El traje de charro, ¿vestimenta de los chinacos o de las clases altas en México?

Fuera de esta duda y ausencia de fotografías, tenemos varios testimonios escritos que contradicen esta idea de que sólo los juaristas usaban el traje. La condesa Paula Kolonitz (1840-¿1920?), quien llegó al país formando parte del séquito de los emperadores, menciona en Un viaje a México en 1864 que varios caballeros, cuando asistían al Paseo de Bucareli, punto de encuentro de la aristocracia capitalina, portaban el traje nacional:

Los hombres, las más de las veces, vienen a caballo y vistiendo siempre el traje nacional, pero cuando van a pie o dentro de sus casas, usan el traje francés. Aquel gran sombrero de color claro y largas alas que se extienden sobre la espalda, adornado de cordones de oro, aquella chaqueta oscura con sus pequeños botones de plata, los zapateros [sic] que generosamente recamados de oro y plata traen sobre los pantalones, abajo no pasando de la rodilla, arriba sujetos con una correa a la cintura, todo es gracioso y les da una bella figura. Y así como es elegante el jinete también lo es su pequeño y gallardo caballo que va elegantemente enjaezado [...] Atrás, en el apoyo, va siempre el bello sarape, más atrás cuelgan el lazo y una piel de cabra que sirve para proteger las pistolas y así cabalga el mexicano por el Paseo y también así viaja por todo el país.16

Esta misma visión la tiene el príncipe Carl de Khevehüller Metsch (1839-1905), miembro del cuerpo del ejército austriaco y de origen húngaro, quien corrobora las palabras de la Kolonitz:

[...] sólo en el gran Paseo de México se ven, entre las 6 y las 8 horas, cientos de amazonas y de jinetes, estos últimos vestidos con el traje de charro (tscharro), el traje nacional mexicano, sobre espléndidos caballos. Este traje consiste en: una chaqueta negra y pantalones negros [sic] muy ajustados, guarnecidos de cientos de botoncitos de plata, enormes espuelas y el sombrero, que a menudo tiene un diámetro de 2 ½ pies y es de fieltro blanco y gris, además de estar ricamente bordado en oro.17

El mismo príncipe, de hecho, usará igual color en el traje, como adelante señalamos.
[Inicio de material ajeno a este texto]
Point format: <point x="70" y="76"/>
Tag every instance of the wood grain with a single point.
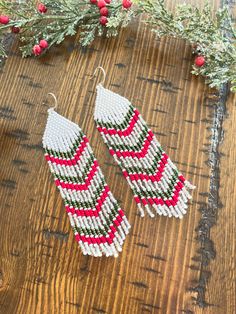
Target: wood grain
<point x="41" y="268"/>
Pero si los testimonios literarios no fueran suficientes, otra de las pruebas más concluyentes la encontramos en varias colecciones fotográficas, pues desde la época de los daguerrotipos hay ejemplos de hombres vestidos con este atuendo. Sin embargo, es en los llamados álbumes para cartes de visite, populares a partir de 1860, donde aparecen los retratos de varios personajes portando el traje de charro, los cuales -supongo- fueron hacendados, empresarios, diplomáticos u hombres que parecen de recursos económicos altos. Sorprende, sobre todo, encontrar también a extranjeros, quienes no desdeñaron portar el atuendo nacional e incluso posar ante las cámaras. Por ejemplo, en la Colección Conde-Zambrano, de la Fototeca del Tec de Monterrey, descubrimos el retrato del embajador Sir Charles Wyke (1815-1897), ministro extraordinario de Inglaterra en el periodo 1861-1862, es decir, durante el gobierno de Benito Juárez y la crisis de la deuda, donde son notorios en la vestimenta los elementos mexicanos. El embajador, recargado en una columna, luce un pantalón con botonadura de plata, un sombrero de ala ancha al estilo del país y espuelas en sus zapatos, casi como si acabara de apearse de su caballo y entrara al estudio; la chaqueta no es corta ni con adornos del traje de charro, pero, sin duda, representa esa intención de usar algunos elementos del traje (véase Imagen 3). Por las características del estudio, es probable que el fotógrafo sea Cruces y Campa, y en general se apega a un retrato burgués de la época, con la consabida columna y el telón de fondo pintado.18 ¿Quiso el embajador mostrar sus simpatías al país portando este traje o era algo común entre los extranjeros? Me inclino a pensar que fue una mezcla de ambas razones.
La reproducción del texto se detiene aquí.